After a rather fine discussion about acoustics and the technicalities of human perception, someone said: “I’m fed up with mumbo-jumbo; when are you going to start the train vibrations?” Of course, from the moment he walked in the unseen steel lump had been shaking both him and the floor and he hadn’t felt a thing.
Chris Manning, the acoustician, then explained how the walls, floors and volumes of a building could be a musical instrument, just like Michael Bochmann’s violin.
Michael Bochmann lent me his double bass player who played the first note, the pure vibration of the north span, which turned out to be a very, very low C. A whale in Antarctica wrote in to complain
Natural harmonics, from atoms to tides, walls to bridges to violins. When we walk, each foot comes down about once a second. Our resting heart pumps at about a beat a second. Most natural things have a fundamental rhythm, and some - a hummingbird or a Ferrari engine, for example - have a vibration so pure that they make a recognizable musical note. I found myself thinking, if only our ears were as big as parachutes, we could “hear” the built environment and wouldn’t that be quite something?

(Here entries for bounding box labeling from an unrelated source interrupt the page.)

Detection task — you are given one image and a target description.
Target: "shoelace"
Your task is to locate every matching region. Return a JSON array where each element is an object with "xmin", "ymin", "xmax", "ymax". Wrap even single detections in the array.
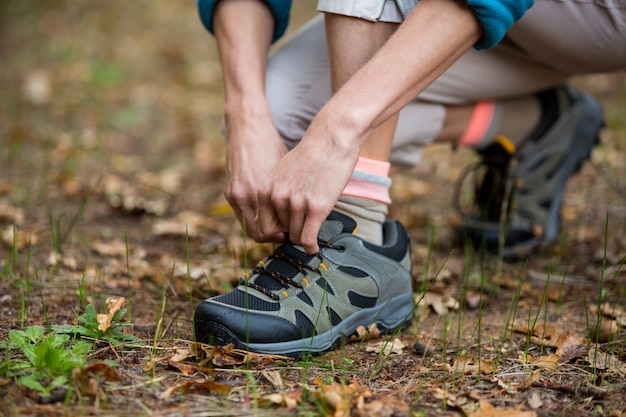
[
  {"xmin": 239, "ymin": 239, "xmax": 341, "ymax": 301},
  {"xmin": 453, "ymin": 150, "xmax": 512, "ymax": 222}
]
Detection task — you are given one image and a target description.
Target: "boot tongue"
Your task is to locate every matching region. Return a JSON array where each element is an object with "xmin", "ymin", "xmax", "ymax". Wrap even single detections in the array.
[
  {"xmin": 253, "ymin": 211, "xmax": 356, "ymax": 291},
  {"xmin": 318, "ymin": 211, "xmax": 356, "ymax": 240}
]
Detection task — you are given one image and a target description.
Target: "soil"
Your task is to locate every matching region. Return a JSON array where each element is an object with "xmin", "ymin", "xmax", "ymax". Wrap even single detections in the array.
[{"xmin": 0, "ymin": 0, "xmax": 626, "ymax": 417}]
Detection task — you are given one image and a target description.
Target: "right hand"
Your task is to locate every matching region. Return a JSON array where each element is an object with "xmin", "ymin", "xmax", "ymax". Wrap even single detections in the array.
[{"xmin": 224, "ymin": 108, "xmax": 287, "ymax": 243}]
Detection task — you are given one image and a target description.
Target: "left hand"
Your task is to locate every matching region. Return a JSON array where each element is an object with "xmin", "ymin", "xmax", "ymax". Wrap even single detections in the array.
[{"xmin": 257, "ymin": 125, "xmax": 359, "ymax": 254}]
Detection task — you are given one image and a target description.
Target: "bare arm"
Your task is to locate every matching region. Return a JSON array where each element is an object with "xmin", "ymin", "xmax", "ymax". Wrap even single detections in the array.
[
  {"xmin": 258, "ymin": 0, "xmax": 482, "ymax": 253},
  {"xmin": 214, "ymin": 0, "xmax": 287, "ymax": 241}
]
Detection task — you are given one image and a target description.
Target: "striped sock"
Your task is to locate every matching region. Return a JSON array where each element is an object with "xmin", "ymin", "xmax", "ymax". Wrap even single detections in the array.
[
  {"xmin": 459, "ymin": 96, "xmax": 541, "ymax": 151},
  {"xmin": 335, "ymin": 157, "xmax": 391, "ymax": 245}
]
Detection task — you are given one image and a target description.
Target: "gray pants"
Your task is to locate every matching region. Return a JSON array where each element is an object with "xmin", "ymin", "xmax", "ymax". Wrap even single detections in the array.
[{"xmin": 266, "ymin": 0, "xmax": 626, "ymax": 165}]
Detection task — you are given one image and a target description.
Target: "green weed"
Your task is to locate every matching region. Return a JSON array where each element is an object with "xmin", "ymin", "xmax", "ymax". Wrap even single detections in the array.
[
  {"xmin": 0, "ymin": 326, "xmax": 91, "ymax": 397},
  {"xmin": 51, "ymin": 304, "xmax": 141, "ymax": 346}
]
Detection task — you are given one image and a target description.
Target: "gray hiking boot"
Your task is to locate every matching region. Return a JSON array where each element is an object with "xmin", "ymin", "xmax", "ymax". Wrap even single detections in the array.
[
  {"xmin": 194, "ymin": 211, "xmax": 413, "ymax": 357},
  {"xmin": 461, "ymin": 85, "xmax": 604, "ymax": 259}
]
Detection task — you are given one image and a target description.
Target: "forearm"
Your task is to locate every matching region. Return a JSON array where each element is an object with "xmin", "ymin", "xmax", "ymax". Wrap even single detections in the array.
[
  {"xmin": 319, "ymin": 0, "xmax": 482, "ymax": 148},
  {"xmin": 213, "ymin": 0, "xmax": 274, "ymax": 122}
]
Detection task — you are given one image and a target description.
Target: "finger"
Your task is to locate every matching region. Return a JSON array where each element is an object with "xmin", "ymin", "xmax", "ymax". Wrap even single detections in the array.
[
  {"xmin": 255, "ymin": 197, "xmax": 288, "ymax": 237},
  {"xmin": 300, "ymin": 210, "xmax": 330, "ymax": 254},
  {"xmin": 288, "ymin": 207, "xmax": 305, "ymax": 245}
]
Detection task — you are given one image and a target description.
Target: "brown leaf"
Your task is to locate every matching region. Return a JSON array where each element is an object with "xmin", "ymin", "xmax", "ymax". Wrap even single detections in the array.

Here was a cue for the cultural crossover. Take the Millennium Bridge, from my own past. Arup’s seminal paper gives three fundamental wobbling frequencies, one for each span, which I convert into very deep musical notes. Eight octaves below middle C, way below the threshold of human hearing, you’d need a violin the size of a battleship to play them.
Play those same notes in a higher harmonic and we can hear the natural voice of the bridge. Michael Bochmann lent me his double bass player who played the first note, the pure vibration of the north span, which turned out to be a very, very low C. A whale in Antarctica wrote in to complain. Then a cello played the south span, a G. You may know these are harmonically linked as part of a C chord, but surely that’s just a fluke. What would the middle span do - could the bridge complete the chord with an E, or would it dissolve into a discordant racket? Logic said it should be a discord. Another cello played the note and it wasn’t the rest of the C chord, but a B.
Then they all played together, and at that moment the beauty and exquisite irony of the natural world and our interaction with it were revealed. For if you add B to C and G, you don’t just get a boring old C chord (like the first chord of the national anthem). Instead, the B turns it into the chord of C major seventh. In our culture, we hear that as jazz, but it’s even more popular in Latin dance, in tango, samba and mambo. So there we are in the ICE’s Great Hall, the strings playing the natural sound of the Millennium Bridge, a great all-consuming C major seventh chord. Over the top of it, Michael Bochmann plays The Girl from Ipanema on his ancient violin, the ode to Brazilian girlhood, the audience sways, and all is well with the world. How appropriate, after all its troubles, that the Millennium Bridge is not just wobbling, it’s singing a bossa nova.